Empathy and the New Refugee Crisis

Charlotte McDonald-Gibson

Today, one in seven people is a migrant. This year, crossings of the Mediterranean Sea have already exceeded 300,000, and at least 2,500 lives have been lost in the process. What does it mean to be a migrant – or a refugee – in our time? What human rights can we rely on? And what hope is there for those who have fled their homes? Granta asks its authors to share their reactions to this profound human crisis. Click here to read the other responses in this collection of statements, poems, images and personal reflections from across Europe and beyond.

 

What does it take to remind people that you are human? For three-year-old Aylan Kurdi, it was a simple outfit of a red -shirt, blue shorts and velcro shoes, the kind of clothes mothers everywhere dress their boys in. Then there was his position, knees pulled up, bottom in the air and head gently tilted to one side, a stance any parent recognises as the one their child finds so comforting in their crib.

Sadly, Aylan also had to be dead, the white foam of the surf rising around his tiny face, his limbs bluing on the sand of a Turkish beach.

He was not the first child to die trying to reach Europe’s shores. There have been hundreds, possibly thousands. In the years I have spent covering the continent’s woeful response to the refugee tragedy on its doorstep, I have had to become accustomed images of terrible suffering and loss, not only from photographs but from vivid testimony of the people who have survived the trip.

There is the young Syrian man shipwrecked off the coast of Libya, swimming towards a tiny lifeless body and holding the dead baby for a second before seeing the child’s father swimming towards them. Unable to bear the grief of the moment the father sees his boy, the young man lets go. A teenage girl – another Syrian survivor of the smuggling boats – is handed eighteen-month-old and nine-month-old girls by their drowning mother and grandfather. She floats in the Mediterranean for days on a rubber ring and only manages to keep one child alive before rescuers finally come for her.

If anything, I have had to keep empathy at bay. It is such a saturation of suffering that somehow as a journalist you have to harden yourself, otherwise it becomes too painful to do your job. Then on 7 April, a few months after I began researching a book on the subject, my first child was born.

In the weeks after Nathaniel’s birth, there was one image I could not shake from my mind. It was of the mothers who gave birth in the sinking smuggling boats, their stories told by survivors who had witnessed the deliveries and by rescue divers who found the bodies of babies still attached to their mothers by their umbilical cord.

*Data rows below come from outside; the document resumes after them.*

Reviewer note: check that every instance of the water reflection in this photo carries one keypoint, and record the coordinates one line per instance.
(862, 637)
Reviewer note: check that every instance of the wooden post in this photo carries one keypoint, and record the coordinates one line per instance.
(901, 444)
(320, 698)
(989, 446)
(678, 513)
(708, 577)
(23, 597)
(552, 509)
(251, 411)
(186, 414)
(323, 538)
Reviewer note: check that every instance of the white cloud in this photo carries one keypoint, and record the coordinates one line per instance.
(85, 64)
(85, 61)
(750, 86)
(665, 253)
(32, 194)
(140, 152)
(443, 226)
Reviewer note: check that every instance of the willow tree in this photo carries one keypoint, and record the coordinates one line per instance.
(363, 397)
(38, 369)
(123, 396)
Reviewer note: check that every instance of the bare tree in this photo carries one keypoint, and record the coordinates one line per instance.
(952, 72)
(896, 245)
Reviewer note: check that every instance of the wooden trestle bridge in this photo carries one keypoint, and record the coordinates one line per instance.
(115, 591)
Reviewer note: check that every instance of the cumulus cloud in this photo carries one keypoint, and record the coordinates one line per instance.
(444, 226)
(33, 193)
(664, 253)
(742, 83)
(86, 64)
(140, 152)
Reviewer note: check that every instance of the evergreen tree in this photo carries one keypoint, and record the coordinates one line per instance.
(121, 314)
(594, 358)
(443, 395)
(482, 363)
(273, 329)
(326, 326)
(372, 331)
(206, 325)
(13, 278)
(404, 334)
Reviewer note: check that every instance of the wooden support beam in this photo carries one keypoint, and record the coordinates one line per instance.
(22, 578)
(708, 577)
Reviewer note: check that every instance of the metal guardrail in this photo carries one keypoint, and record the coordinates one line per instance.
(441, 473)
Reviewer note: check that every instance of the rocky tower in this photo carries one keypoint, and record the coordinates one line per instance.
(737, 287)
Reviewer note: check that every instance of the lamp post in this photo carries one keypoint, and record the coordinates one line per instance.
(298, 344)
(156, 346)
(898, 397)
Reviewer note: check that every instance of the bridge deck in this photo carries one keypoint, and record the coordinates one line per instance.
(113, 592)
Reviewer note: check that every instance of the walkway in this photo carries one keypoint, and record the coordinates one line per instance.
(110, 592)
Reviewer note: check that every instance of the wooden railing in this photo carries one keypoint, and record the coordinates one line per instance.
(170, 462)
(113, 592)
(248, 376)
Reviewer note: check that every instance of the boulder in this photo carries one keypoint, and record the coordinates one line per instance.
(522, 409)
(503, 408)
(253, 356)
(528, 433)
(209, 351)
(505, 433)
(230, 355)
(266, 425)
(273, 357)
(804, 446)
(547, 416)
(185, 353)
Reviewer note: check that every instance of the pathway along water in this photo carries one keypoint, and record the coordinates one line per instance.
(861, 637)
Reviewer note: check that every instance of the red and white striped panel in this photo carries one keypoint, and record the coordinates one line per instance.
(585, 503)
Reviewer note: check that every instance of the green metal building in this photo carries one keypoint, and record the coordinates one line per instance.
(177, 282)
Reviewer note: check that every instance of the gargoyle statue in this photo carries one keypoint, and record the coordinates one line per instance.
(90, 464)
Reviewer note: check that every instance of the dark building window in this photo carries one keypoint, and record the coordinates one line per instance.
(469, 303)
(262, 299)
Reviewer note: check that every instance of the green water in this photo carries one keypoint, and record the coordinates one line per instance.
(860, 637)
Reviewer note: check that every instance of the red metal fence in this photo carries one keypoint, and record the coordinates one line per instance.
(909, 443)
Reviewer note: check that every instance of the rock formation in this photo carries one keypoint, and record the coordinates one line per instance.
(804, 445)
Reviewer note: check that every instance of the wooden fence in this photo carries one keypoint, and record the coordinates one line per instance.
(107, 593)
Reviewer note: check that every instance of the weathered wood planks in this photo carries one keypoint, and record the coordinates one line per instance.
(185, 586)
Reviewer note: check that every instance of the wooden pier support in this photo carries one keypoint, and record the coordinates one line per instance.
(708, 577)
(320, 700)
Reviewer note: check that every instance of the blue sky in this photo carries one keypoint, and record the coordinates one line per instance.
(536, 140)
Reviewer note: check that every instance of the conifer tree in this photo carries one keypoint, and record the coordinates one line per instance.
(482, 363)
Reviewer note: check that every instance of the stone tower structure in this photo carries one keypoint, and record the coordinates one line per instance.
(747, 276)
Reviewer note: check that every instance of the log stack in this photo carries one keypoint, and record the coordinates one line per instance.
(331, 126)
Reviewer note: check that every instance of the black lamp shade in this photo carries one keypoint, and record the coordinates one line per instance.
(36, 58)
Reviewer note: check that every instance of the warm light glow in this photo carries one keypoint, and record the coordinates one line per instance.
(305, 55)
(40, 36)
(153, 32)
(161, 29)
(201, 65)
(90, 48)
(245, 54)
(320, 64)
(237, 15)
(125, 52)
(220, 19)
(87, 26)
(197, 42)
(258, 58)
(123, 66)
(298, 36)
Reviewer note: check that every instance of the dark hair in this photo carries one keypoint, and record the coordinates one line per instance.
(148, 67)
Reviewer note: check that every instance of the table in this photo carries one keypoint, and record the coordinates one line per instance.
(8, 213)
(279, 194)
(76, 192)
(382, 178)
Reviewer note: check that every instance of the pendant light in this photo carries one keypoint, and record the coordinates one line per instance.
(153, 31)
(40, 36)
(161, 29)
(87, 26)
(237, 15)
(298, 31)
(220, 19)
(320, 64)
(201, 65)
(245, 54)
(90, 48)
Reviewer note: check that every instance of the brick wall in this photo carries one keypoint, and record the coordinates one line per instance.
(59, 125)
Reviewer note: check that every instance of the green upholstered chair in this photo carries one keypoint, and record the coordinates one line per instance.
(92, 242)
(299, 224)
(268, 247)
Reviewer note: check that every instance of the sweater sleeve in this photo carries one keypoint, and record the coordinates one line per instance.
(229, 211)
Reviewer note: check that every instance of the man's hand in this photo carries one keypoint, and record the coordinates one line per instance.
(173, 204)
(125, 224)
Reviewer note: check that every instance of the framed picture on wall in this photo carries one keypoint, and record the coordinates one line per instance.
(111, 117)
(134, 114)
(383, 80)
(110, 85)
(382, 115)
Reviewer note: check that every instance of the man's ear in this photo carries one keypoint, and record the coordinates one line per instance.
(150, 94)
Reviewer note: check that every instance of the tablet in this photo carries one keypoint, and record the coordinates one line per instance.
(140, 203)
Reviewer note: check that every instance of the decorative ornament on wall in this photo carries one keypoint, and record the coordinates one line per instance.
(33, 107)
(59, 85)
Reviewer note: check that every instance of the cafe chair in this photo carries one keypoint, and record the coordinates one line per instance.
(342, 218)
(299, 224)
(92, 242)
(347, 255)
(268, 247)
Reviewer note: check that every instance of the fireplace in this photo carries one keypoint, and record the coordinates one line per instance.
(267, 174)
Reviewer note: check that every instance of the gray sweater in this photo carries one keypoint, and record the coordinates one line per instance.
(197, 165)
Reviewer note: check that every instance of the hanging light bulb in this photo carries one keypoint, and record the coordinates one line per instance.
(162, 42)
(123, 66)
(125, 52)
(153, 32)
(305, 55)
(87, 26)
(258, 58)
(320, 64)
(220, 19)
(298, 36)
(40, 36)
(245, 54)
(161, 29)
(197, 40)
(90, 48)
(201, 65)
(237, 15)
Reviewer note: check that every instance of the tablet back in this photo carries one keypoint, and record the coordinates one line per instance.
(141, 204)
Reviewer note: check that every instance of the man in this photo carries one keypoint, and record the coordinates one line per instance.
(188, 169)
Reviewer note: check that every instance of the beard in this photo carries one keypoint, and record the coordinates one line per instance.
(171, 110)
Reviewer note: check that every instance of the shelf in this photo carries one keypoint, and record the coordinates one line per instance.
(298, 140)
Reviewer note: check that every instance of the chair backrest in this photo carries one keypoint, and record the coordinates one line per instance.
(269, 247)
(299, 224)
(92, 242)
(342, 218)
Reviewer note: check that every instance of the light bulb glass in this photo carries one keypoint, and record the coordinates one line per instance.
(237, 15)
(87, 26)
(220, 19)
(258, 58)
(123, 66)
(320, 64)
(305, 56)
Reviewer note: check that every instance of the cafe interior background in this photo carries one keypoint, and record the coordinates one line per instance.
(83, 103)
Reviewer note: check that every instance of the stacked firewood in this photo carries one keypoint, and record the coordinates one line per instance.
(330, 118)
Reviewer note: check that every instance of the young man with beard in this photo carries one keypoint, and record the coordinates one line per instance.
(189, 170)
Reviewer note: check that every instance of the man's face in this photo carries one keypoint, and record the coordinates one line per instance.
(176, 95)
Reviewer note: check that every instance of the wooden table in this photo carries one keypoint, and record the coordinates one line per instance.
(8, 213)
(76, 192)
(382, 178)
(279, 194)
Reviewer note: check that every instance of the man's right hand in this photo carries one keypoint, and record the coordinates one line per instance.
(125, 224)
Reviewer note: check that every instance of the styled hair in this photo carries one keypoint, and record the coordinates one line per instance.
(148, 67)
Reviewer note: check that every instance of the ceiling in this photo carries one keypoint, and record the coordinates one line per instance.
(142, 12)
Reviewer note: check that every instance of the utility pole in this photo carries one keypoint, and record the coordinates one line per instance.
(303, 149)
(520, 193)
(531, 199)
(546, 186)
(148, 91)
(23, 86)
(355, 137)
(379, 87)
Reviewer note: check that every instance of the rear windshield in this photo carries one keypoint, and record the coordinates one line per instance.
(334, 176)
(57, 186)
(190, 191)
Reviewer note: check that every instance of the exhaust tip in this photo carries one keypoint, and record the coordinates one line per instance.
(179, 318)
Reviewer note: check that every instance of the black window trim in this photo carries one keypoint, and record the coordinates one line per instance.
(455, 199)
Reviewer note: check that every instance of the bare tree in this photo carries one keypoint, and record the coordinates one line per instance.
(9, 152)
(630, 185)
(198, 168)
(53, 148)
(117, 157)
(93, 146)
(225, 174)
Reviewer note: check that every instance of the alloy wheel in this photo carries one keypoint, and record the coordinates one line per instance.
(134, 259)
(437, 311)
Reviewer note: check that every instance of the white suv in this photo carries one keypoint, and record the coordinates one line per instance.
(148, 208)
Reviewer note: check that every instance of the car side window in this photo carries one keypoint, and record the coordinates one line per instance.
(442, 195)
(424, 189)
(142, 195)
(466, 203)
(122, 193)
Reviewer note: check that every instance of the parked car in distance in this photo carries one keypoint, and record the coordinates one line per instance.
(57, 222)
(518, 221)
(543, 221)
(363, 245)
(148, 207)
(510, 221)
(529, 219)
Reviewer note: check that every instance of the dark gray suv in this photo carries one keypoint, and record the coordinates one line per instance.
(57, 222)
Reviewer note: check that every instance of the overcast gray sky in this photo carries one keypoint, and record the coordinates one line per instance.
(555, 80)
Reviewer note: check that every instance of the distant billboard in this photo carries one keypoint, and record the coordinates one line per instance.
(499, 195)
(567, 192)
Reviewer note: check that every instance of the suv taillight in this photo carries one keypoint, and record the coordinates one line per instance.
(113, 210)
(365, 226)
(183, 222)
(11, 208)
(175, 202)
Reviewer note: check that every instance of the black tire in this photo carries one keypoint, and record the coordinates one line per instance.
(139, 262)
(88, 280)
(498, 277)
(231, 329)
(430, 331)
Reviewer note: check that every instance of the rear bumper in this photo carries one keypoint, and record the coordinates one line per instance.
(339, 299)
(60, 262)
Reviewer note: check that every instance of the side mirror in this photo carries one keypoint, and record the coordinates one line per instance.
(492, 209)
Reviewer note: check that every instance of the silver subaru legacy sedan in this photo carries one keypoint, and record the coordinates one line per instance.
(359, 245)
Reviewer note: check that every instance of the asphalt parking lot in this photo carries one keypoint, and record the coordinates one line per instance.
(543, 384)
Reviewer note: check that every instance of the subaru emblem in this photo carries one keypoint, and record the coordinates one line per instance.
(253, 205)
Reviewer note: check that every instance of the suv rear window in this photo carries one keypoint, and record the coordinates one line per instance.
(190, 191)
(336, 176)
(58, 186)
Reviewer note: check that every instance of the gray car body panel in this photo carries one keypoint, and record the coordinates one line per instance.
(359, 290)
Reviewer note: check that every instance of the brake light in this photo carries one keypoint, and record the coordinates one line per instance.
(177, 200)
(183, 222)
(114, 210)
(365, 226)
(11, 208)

I had just experienced a pregnancy and birth, that blooming of hope, the excitement at the onset of labour, the hours of terrible pain then the euphoria of the delivery and wriggling new life in front of you.

Imagine doing all that, but in the darkness of the rotting hull of a fishing vessel, surrounded by so many bodies in the grip fear and panic, inhaling hot air saturated with the smell of human waste and diesel fumes, lost in the middle of the sea and knowing that you were drowning.

Would that rush of pure, indescribable joy when your baby finally leaves your body still be there, even if you knew you and the child you brought into the world were about to die? Did they have a chance to hold their babies, to try and comfort them? Did anyone help comfort them at that moment when they were delivering that doomed life, or was the panic so complete that they were alone?

As I nursed Nathaniel in the small hours of the morning, I could not stop putting myself on those boats, imagining the horror of it over and over and over again. What scares me most about the current debate over the refugee crisis is the utter inability of some people and politicians to acknowledge any shared experience with the people asking for sanctuary on this rich continent.

It is the British politicians speaking of ‘swarms’ and ‘marauders’. This is the language of plague and pestilence, not human lives. At its worst it is the Hungarian and Slovakian leaders speaking about the dilution of Christian values, and refusing refuge to Muslims.

In 1938, American and European leaders met in the French spa town of Evian to debate whether to offer sanctuary to the growing numbers of Jewish refugees. Politician after politician took to the podium and spoke about high unemployment and economic hardship, and nothing was done. The next year, W.H. Auden wrote his Refugee Blues: ‘Walked through a wood, saw the birds in the trees; They had no politicians and sang at their ease; They weren’t the human race, my dear, they weren’t the human race’. So much time has passed, yet how little we have learnt.